|Roy Shannon with his Quickie airplane. (photo by Phil Weston)
By Randy Dufault
August 1, 2013 - Burt Rutan airplane designs always turn heads and attract attention. But that is not why Roy Shannon took on a Quickie 500 project.
"In 1997 I got a new job, and my new boss was a pilot," Shannon said. "He was wheeling and dealing in planes and found out I liked planes. He asked why I wasn't a pilot, and I said it's too expensive."
Shannon's boss then shared the EAA story. Building a plane is not all that uncommon and is one way to keep the expenses manageable. And, by the way, would Shannon like to buy a kit?
After some negotiation Shannon took home a reasonably complete set of parts for the airplane, including an engine.
He completed the project and now has nearly 500 hours in the little canard that cost him, including a trailer that avoids the expense of hangar rental, just a bit over $5,000.
A local EAA chapter played a big role in getting the project done.
"I had some experience with wood and metal," Shannon said. "Composite was kind of scary for me to think of. At our chapter we had a gentleman who several years ago was marketing the plans and kits for [a] two-seat low-wing composite aircraft. I spoke with him, and he said don't worry about composites. When you get ready to do the lay-up call me, and I will come over.
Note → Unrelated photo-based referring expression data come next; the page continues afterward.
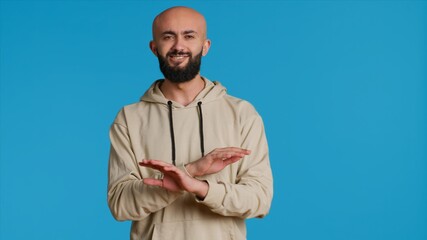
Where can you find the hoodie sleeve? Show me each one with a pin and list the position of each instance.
(128, 197)
(252, 193)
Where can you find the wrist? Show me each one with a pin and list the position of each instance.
(201, 190)
(189, 168)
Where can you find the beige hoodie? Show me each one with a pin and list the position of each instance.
(143, 131)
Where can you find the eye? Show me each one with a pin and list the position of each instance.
(189, 37)
(167, 37)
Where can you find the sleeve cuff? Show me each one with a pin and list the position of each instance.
(215, 195)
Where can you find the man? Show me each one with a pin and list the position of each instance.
(159, 174)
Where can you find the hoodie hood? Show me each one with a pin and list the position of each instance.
(213, 90)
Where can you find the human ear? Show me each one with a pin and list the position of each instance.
(153, 47)
(206, 46)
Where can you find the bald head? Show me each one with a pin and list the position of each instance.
(181, 19)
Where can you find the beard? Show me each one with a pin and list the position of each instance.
(178, 74)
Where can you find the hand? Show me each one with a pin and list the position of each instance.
(216, 160)
(174, 179)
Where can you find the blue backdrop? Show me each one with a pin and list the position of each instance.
(341, 86)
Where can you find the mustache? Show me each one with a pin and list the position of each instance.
(178, 53)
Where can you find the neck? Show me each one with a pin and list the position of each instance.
(183, 93)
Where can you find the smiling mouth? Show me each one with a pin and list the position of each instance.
(178, 58)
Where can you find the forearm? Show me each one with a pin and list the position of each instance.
(133, 200)
(245, 199)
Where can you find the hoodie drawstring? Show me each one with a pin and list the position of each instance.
(172, 133)
(202, 143)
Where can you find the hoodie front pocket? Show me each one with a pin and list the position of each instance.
(214, 229)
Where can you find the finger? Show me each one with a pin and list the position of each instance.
(231, 160)
(153, 182)
(225, 155)
(231, 150)
(153, 163)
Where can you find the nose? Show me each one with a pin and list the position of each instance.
(178, 44)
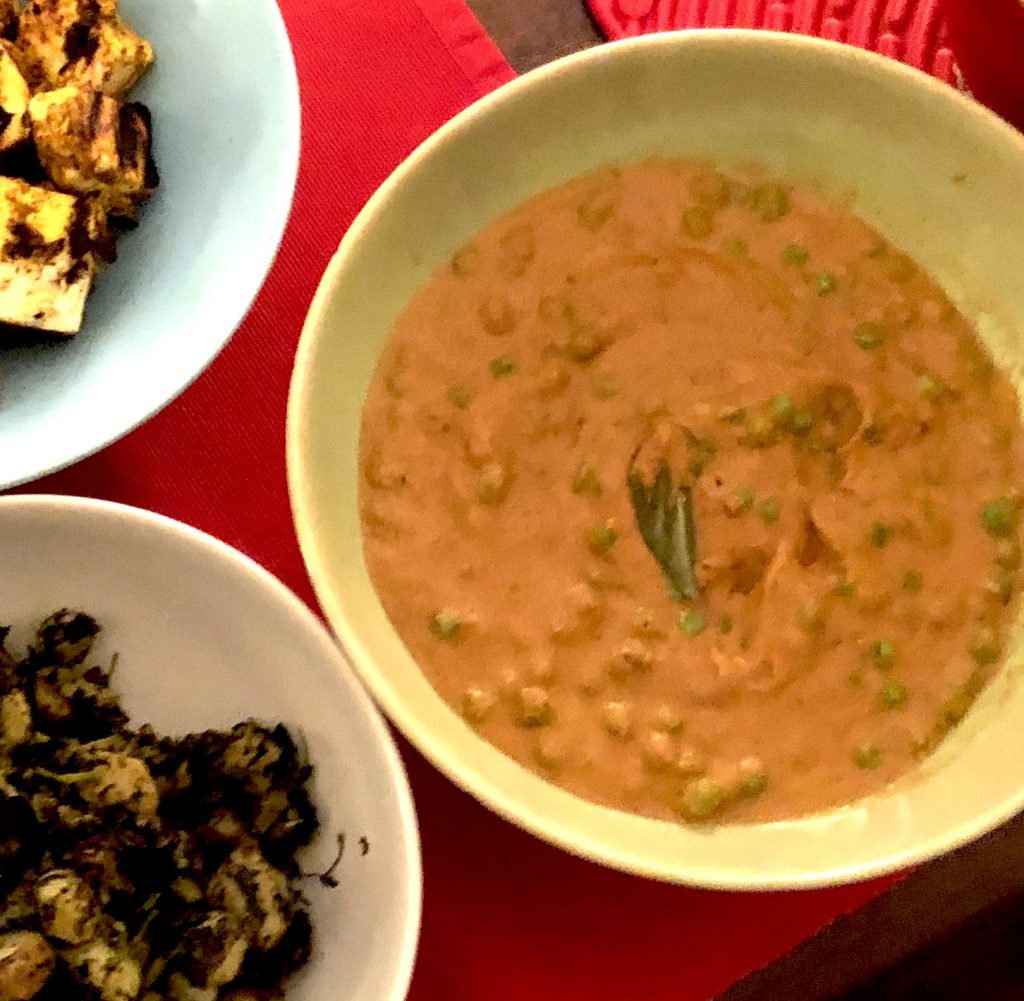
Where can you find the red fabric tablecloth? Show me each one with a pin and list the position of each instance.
(506, 917)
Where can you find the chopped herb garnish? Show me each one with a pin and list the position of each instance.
(769, 511)
(692, 622)
(665, 517)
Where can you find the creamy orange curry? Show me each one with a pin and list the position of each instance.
(692, 494)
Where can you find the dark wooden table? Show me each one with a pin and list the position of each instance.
(953, 930)
(534, 32)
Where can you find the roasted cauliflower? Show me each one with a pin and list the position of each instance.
(135, 867)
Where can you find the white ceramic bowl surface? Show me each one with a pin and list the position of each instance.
(225, 117)
(205, 638)
(932, 170)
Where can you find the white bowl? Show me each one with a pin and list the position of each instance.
(225, 114)
(206, 638)
(936, 173)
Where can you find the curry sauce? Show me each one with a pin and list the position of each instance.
(845, 457)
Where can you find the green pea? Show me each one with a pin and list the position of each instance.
(753, 785)
(692, 622)
(930, 387)
(601, 538)
(880, 534)
(795, 254)
(771, 202)
(769, 511)
(824, 281)
(446, 624)
(999, 518)
(698, 222)
(913, 580)
(701, 797)
(893, 695)
(503, 365)
(587, 483)
(883, 654)
(868, 336)
(867, 756)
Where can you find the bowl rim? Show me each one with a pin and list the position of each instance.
(280, 212)
(476, 781)
(212, 549)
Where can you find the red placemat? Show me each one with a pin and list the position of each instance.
(506, 917)
(907, 30)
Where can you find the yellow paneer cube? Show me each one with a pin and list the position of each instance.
(46, 258)
(81, 42)
(91, 143)
(13, 102)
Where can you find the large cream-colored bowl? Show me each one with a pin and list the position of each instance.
(933, 171)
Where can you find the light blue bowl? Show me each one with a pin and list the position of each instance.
(225, 109)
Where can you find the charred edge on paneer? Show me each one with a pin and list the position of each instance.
(134, 866)
(82, 42)
(92, 144)
(67, 130)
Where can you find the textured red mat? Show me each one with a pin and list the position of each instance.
(908, 30)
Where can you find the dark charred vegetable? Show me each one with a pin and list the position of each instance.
(139, 866)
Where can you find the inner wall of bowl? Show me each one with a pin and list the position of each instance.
(937, 177)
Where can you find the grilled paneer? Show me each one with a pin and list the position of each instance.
(135, 867)
(13, 102)
(82, 42)
(91, 143)
(46, 257)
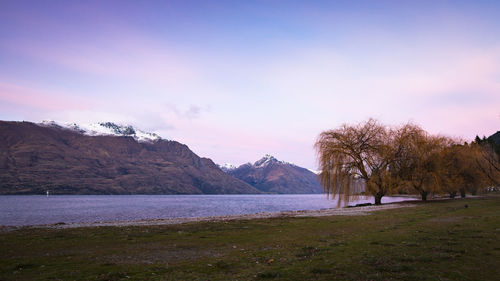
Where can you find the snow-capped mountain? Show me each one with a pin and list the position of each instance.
(64, 159)
(107, 129)
(271, 175)
(226, 167)
(268, 159)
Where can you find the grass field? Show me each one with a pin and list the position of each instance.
(435, 241)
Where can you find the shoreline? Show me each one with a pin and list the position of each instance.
(344, 211)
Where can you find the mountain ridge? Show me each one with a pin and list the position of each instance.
(35, 158)
(271, 175)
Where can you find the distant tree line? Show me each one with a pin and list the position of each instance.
(403, 160)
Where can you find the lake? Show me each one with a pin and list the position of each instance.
(17, 210)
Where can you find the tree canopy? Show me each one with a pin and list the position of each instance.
(404, 159)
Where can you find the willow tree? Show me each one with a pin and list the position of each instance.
(418, 160)
(350, 153)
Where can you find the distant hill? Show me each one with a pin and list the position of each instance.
(495, 138)
(273, 176)
(103, 158)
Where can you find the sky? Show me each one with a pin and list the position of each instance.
(235, 80)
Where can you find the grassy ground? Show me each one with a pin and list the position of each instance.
(434, 241)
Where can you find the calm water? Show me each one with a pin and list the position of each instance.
(32, 210)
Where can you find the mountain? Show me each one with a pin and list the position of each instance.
(495, 138)
(103, 158)
(273, 176)
(226, 167)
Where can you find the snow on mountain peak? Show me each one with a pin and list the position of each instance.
(107, 129)
(266, 160)
(226, 167)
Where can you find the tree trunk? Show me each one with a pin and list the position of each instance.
(424, 195)
(378, 198)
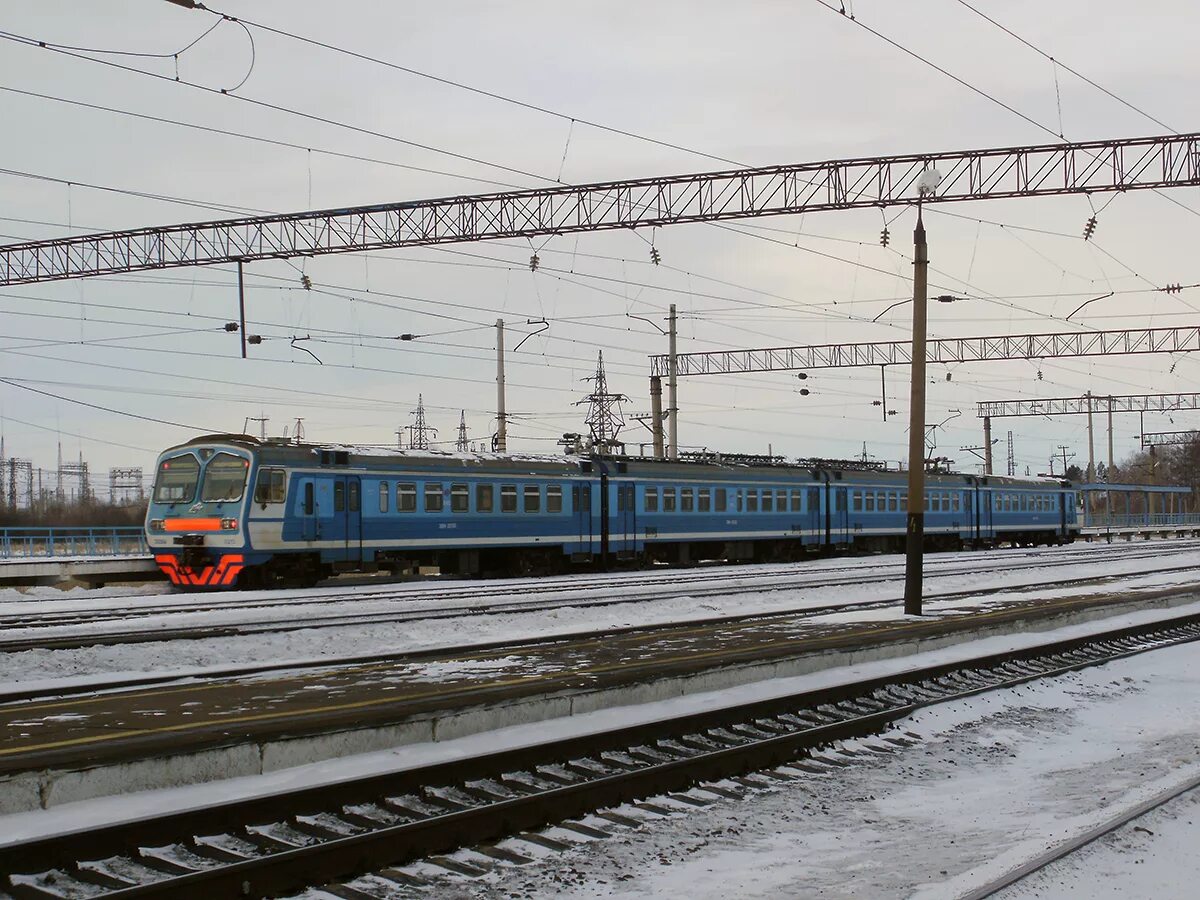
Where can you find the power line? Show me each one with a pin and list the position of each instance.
(258, 138)
(472, 89)
(265, 105)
"We had the fuselage glassed in a day with his help."
Economy was key to every aspect of the build. Paint came second-hand, and at half price, from a gentleman that was unhappy with a batch he purchased. Both the interior splatter finish and the trim colors came from spray cans purchased at Wal-Mart. Another deal acquired all the metal required to construct the trailer at wholesale prices.
"I've been a scrounger all my life," Shannon said.
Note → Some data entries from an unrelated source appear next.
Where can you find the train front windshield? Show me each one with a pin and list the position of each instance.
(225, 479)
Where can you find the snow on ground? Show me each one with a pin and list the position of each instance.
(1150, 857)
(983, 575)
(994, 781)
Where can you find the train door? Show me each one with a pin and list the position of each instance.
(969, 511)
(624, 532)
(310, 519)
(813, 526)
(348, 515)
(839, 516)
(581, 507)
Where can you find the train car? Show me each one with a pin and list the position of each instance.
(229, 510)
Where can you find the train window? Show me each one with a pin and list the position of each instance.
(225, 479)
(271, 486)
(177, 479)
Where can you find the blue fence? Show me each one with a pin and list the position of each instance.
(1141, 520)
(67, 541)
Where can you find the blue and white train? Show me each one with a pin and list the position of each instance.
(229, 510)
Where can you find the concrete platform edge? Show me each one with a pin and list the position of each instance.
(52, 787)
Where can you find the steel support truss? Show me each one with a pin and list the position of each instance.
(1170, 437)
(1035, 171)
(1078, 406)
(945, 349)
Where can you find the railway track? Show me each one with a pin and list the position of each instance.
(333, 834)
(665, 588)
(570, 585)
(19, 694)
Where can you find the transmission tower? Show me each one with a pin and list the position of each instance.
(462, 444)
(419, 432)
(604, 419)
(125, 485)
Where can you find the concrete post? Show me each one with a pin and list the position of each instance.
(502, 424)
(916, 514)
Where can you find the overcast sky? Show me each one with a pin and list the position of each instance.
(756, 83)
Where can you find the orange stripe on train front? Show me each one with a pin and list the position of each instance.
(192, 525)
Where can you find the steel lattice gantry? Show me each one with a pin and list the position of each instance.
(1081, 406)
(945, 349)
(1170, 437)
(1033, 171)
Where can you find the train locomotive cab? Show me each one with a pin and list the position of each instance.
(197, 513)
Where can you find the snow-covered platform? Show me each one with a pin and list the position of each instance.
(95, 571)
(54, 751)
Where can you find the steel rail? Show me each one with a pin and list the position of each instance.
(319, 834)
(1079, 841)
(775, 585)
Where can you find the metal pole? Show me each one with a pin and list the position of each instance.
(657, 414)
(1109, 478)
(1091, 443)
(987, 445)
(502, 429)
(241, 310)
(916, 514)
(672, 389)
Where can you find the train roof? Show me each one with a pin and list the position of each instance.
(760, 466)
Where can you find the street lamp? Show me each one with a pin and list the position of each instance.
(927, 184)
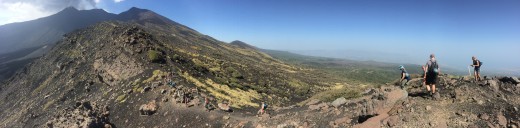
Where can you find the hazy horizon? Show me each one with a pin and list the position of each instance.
(454, 30)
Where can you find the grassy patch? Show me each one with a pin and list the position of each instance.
(157, 75)
(331, 94)
(121, 98)
(237, 97)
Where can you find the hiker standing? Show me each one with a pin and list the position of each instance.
(424, 76)
(432, 72)
(476, 64)
(263, 107)
(405, 77)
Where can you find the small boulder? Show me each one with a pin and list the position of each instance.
(225, 117)
(392, 121)
(342, 120)
(428, 108)
(148, 109)
(312, 102)
(502, 119)
(224, 107)
(145, 89)
(338, 102)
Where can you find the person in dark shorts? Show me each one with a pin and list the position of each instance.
(476, 64)
(432, 72)
(405, 77)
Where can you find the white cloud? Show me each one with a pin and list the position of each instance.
(19, 11)
(25, 10)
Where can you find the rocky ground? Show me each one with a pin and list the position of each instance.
(122, 74)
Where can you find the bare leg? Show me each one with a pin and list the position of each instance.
(433, 88)
(476, 76)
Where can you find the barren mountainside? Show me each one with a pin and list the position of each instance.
(121, 65)
(145, 70)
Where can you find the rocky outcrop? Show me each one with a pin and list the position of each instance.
(82, 115)
(149, 108)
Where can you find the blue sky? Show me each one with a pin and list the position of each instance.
(453, 29)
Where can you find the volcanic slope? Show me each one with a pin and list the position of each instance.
(118, 66)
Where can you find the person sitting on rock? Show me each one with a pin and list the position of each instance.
(405, 77)
(168, 80)
(476, 64)
(263, 108)
(432, 72)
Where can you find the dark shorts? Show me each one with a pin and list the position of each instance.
(431, 79)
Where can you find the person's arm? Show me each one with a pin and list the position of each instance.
(402, 77)
(426, 71)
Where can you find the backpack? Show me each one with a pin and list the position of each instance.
(434, 67)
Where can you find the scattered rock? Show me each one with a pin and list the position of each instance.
(225, 117)
(312, 102)
(339, 121)
(224, 107)
(393, 121)
(318, 107)
(163, 91)
(129, 91)
(339, 102)
(83, 114)
(484, 116)
(502, 120)
(145, 89)
(148, 109)
(493, 84)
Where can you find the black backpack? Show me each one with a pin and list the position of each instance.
(434, 67)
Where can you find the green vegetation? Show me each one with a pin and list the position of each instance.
(48, 104)
(121, 98)
(157, 75)
(354, 72)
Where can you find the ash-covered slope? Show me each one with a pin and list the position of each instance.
(118, 66)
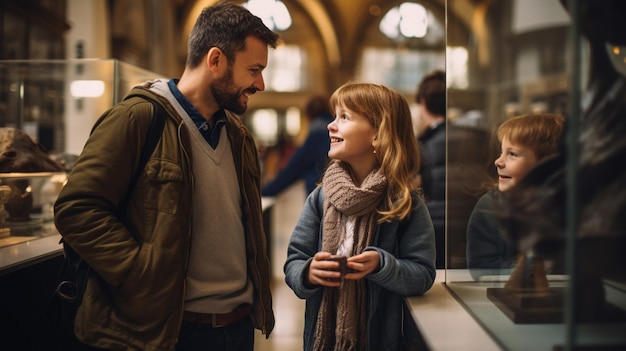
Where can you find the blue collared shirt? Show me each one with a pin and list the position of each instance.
(210, 134)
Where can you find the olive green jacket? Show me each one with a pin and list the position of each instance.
(135, 301)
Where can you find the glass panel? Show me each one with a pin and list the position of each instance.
(36, 98)
(556, 277)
The little airplane is a real attention-getter both on and off the ramp.
"I was never one that has anything anyone is interested in," Shannon said. "This thing has changed that. I can pull up in the middle of 10 beautiful [Van's] RVs, and it still gets a lot of attention.
"[On the road] I get cars behind me, beside me, you see them with their cameras trying to take pictures. So I get attention on the way to the airport, at the airport. It's been a lot of fun."
As is the norm for many builders, Shannon launched into a VariEze project soon after the Quickie took to the air.
"I'm still probably a few years away from flying," he said. "But again I'm staying with the Rutan design, something efficient that is affordable. That seems to be the sweet spot for me.
"If you go for an older design that there is not much demand for, people have parts that you can pick up at a reasonable price. You can still end up with something not too old that still gets attention, is efficient, and fun."
Shannon credits the little plane with much more than the feeling of achievement any successful builder would have.
"Aviation has really changed my life," he said. "My self-confidence, accepting and offering help from people, trying to achieve goals. Some things you may not realize are possible [are really] possible.
"It helped me and my father have some experiences together. It just so happened to work out that he was visiting and he was able to be there to witness the first flight. And when he came over to me he looked at it and said 'good job.' That created a different connection between my father and me. I had a different respect for him that I never had before. That was a big change in my life."
2013 was the first chance Shannon had to bring his plane to EAA AirVenture Oshkosh and was overwhelmed by the attention the project received.
"I never thought this would happen for a very long time."